Gordon trat ein paar Schritte näher heran und ahnte schon, was auf diesen Bildern zu sehen sein wird. Die Zeugin hatte gerade in dem Moment ein Bild von Leila und ihm gemacht, als sie ihn vorm Auto zur Rede gestellt hatte. Man konnte ihn eindeutig erkennen, von Leila hingegen sah man bloß die Rückenansicht. Seine von Blut verklebte Hand ließ sich ebenso wenig verbergen wie die Gelassenheit in seinem Gesicht. Es wirkte fast so, als tue er so etwas tagtäglich.

„Verschlägt es Dir jetzt die Sprache, Gordon?"

„Wir beide wissen, dass er so etwas verdient hat."

„Ich weiß nur, dass ich dieses Beweisstück eigentlich dem Staatsanwalt geben müsste."

„Tu, was Du tun musst."

„Falk ist ein Krimineller, der in der Tat eine Abreibung verdient hat. Ich kann das aber nicht ohne Konsequenzen auf sich beruhen lassen.
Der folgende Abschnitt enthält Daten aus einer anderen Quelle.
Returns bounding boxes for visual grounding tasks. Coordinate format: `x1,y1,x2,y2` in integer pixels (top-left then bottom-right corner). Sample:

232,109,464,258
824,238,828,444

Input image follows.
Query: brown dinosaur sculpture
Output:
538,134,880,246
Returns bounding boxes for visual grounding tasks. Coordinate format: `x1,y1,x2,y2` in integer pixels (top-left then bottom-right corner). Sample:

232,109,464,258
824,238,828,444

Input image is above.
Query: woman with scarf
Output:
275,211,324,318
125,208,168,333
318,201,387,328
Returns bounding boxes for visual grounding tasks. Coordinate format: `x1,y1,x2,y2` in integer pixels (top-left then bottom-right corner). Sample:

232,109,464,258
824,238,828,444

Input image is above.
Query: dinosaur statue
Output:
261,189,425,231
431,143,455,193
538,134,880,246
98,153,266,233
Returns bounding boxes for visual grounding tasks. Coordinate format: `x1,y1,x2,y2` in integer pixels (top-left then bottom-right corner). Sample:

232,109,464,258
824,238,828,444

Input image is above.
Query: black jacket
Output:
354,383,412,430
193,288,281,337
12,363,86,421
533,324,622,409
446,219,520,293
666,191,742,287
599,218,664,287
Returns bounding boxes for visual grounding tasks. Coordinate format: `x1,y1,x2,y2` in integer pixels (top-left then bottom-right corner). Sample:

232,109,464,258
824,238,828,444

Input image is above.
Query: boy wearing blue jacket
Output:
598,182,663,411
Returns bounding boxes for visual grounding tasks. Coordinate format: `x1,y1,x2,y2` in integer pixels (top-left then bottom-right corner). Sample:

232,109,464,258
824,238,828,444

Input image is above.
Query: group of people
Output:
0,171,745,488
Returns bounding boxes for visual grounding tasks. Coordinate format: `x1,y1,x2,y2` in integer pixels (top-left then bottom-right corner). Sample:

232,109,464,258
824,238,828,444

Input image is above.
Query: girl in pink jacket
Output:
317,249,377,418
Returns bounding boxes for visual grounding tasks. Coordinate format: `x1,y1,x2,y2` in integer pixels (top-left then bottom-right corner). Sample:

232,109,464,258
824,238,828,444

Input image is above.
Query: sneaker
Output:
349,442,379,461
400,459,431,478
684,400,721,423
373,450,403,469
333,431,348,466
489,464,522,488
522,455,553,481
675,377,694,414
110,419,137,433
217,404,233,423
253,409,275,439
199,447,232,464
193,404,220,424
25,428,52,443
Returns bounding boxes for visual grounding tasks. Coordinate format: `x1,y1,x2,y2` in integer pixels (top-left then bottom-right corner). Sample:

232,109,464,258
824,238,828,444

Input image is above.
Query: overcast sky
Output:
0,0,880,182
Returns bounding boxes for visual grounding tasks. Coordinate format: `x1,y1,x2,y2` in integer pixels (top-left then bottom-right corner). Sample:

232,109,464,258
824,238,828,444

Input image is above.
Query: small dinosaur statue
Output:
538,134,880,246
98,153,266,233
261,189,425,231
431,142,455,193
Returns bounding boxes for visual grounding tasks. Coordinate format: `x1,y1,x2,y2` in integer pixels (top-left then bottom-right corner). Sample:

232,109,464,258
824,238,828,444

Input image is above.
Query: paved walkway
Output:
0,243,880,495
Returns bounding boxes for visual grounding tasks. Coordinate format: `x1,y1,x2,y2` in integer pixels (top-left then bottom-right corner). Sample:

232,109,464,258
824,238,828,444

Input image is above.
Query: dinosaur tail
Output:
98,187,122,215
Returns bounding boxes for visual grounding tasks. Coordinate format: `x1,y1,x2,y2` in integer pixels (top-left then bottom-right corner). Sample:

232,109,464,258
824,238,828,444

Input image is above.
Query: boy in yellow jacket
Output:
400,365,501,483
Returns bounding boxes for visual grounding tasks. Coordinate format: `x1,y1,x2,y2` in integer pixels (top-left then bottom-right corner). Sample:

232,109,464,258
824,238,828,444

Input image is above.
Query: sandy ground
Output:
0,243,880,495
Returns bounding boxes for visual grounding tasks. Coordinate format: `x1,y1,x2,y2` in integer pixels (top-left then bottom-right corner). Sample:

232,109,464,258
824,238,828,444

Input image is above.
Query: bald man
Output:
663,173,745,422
Du bist mir also was schuldig."

„Gut, da wir das geklärt hätten, werde ich meine Zeit jetzt mit sinnvolleren Sachen totschlagen", sagte er und ging zur Tür.

„Jetzt, wo Du in meiner Schuld stehst, kann ich es Dir ja sagen. Du kriegst einen Partner. Er kommt am Montag."

„Wir hatten darüber gesprochen. Ich hatte nie einen Partner und werde auch nie einen haben."

„Ab Montag schon."

Gordon ging wieder zu Martens' Schreibtisch und stemmte beide Arme auf das glatte Holz.

„Gib Rico den Neuen, er wollte schon länger einen Partner haben!"

„Rico braucht aber niemanden, der mir darüber Bericht erstatten kann, was er tut und wie er sich verhält", murmelte er, während er in dem Haufen an Zetteln vor ihm herumwühlte.

„Ich bekomme einen beschissenen Aufpasser? Hast Du sie noch alle?"

„Du bekommst einen angehenden Kommissar, den Du ausbilden wirst, und nebenbei werde ich seine Berichtshefte etwas genauer beäugen - mehr nicht."

Gordon schlug mit seinen Fäusten auf den Schreibtisch, bevor er sich umdrehte und ging.

„Mach bitte die Tür zu, wenn Du rausgehst."